Centralized vs. distributed control is also a frequent topic of discussion in Socialist vs. Capitalist systems. In Socialist systems, the State owns all the capital and decides how to allocate it. In Capitalist systems, individuals own capital and they decide how to invest it. Again, the question is one of tight, centralized, control vs. a loose distributed system.

This same tension exists in large software architecture. To what degree should software be tightly controlled by some central program vs. loosely controlled and autonomous? Occasionally, I will review a design for a complex system and I will compain to the architect that the design is “too Communist.” What I mean by this is that it too heavily relies on central planning and control.

As with governments and economies, there is a strong argument that software architecture should avoid excessive dependence on centralized control. Centralized control can lead to very brittle software that breaks when an alternative design would simply bend.  Centralization frequently translates to designs with single points of failure. A server goes offline or a process fails and the whole system collapses.

As one who dislikes both centralized designs and socialist governments, I like to see software architectures with:

  • Redundant, clustered, storage (e.g. from Isilon)
  • Compute and database clusters based on active/active designs to minimize failover time
  • Pull-based models where automonous components ask for what they need instead of push-based models where an executive tells the others what to do
  • Self-organizing systems rather than ones driven by rigid configuration

It is my premise that such systems are no harder to develop than centralized ones but they do require more creative architects to design them. Because we tend to design systems in a hierarchical fashion, it’s easiest to develop control systems that also flow from top-to-bottom. Developing loosely coupled systems takes a different mind-set. Once you’ve identified the components in your design, you need to treat each as an independent entity and you need to think about how they get the information they need and what they do with it when they’ve finished processing it. You also need to consider what each entity should do when it detects and error condition. If you design your components to be independent and robust, your design might be better able to heal itself if a component has an intermittent failure.

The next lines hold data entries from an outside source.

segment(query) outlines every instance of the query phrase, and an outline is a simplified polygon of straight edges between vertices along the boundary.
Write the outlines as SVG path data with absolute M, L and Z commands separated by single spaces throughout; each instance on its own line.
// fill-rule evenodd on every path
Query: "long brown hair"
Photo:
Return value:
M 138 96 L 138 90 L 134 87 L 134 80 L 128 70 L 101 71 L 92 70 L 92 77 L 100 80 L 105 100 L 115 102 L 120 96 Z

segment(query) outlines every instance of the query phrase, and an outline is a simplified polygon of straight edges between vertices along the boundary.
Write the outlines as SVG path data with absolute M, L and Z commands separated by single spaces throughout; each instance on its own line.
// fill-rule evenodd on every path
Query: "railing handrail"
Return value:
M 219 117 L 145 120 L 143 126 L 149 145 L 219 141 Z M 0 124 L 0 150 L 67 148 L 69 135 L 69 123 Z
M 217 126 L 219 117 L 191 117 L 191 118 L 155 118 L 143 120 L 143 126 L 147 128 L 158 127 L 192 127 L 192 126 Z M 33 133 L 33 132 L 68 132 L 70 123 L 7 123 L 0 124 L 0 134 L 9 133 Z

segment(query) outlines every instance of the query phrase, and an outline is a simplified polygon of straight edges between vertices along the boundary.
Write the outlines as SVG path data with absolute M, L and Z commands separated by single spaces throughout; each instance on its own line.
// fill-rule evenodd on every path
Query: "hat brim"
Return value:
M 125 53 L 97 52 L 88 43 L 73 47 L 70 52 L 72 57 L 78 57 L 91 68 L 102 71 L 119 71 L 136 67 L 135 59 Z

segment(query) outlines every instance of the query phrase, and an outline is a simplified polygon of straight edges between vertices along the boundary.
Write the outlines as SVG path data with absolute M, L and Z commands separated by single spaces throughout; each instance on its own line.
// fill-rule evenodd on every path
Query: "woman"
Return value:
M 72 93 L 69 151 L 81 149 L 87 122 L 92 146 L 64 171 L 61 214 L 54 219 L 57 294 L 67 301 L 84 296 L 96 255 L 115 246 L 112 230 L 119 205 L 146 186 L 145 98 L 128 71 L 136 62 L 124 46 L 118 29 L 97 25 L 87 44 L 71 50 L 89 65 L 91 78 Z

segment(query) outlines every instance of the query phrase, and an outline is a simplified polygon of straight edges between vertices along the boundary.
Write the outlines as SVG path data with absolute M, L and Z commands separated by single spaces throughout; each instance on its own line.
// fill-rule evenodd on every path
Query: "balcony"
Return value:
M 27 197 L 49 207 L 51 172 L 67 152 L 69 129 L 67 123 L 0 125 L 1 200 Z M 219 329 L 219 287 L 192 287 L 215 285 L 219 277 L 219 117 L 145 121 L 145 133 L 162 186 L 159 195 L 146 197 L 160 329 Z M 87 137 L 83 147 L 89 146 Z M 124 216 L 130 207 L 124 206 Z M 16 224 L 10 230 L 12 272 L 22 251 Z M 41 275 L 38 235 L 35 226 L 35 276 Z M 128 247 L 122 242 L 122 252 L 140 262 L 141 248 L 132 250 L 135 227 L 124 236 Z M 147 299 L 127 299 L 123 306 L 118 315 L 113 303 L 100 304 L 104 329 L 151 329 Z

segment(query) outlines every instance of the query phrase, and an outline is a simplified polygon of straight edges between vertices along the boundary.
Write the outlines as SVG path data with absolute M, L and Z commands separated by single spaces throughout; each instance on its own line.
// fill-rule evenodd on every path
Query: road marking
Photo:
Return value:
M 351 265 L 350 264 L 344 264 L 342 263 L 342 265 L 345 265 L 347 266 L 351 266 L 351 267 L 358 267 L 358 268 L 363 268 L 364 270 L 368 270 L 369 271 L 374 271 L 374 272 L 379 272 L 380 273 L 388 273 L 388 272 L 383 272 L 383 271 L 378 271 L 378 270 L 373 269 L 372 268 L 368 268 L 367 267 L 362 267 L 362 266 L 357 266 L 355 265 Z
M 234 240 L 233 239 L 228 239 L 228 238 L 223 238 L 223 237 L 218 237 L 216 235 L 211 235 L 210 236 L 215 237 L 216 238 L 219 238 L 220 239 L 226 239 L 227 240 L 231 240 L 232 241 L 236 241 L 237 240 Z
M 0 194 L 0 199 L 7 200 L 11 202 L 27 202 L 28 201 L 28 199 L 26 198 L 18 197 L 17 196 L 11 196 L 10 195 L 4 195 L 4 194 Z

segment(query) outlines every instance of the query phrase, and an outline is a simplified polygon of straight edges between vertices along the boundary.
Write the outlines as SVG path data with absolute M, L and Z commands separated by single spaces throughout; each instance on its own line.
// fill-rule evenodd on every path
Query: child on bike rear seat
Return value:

It is true that, in the physical world, there are economies of scale but it is also true that past a certain point, inefficiency and bureaucracy increase with organizational size. In the software world, there are few benefits to centralization and size and many clear deficiencies. As the computer and IT industry moves increasingly towards outsourcing and SaaS, we need to keep in mind to what degree delegating responsibilities to service providers is a move towards centralization and all of its flaws.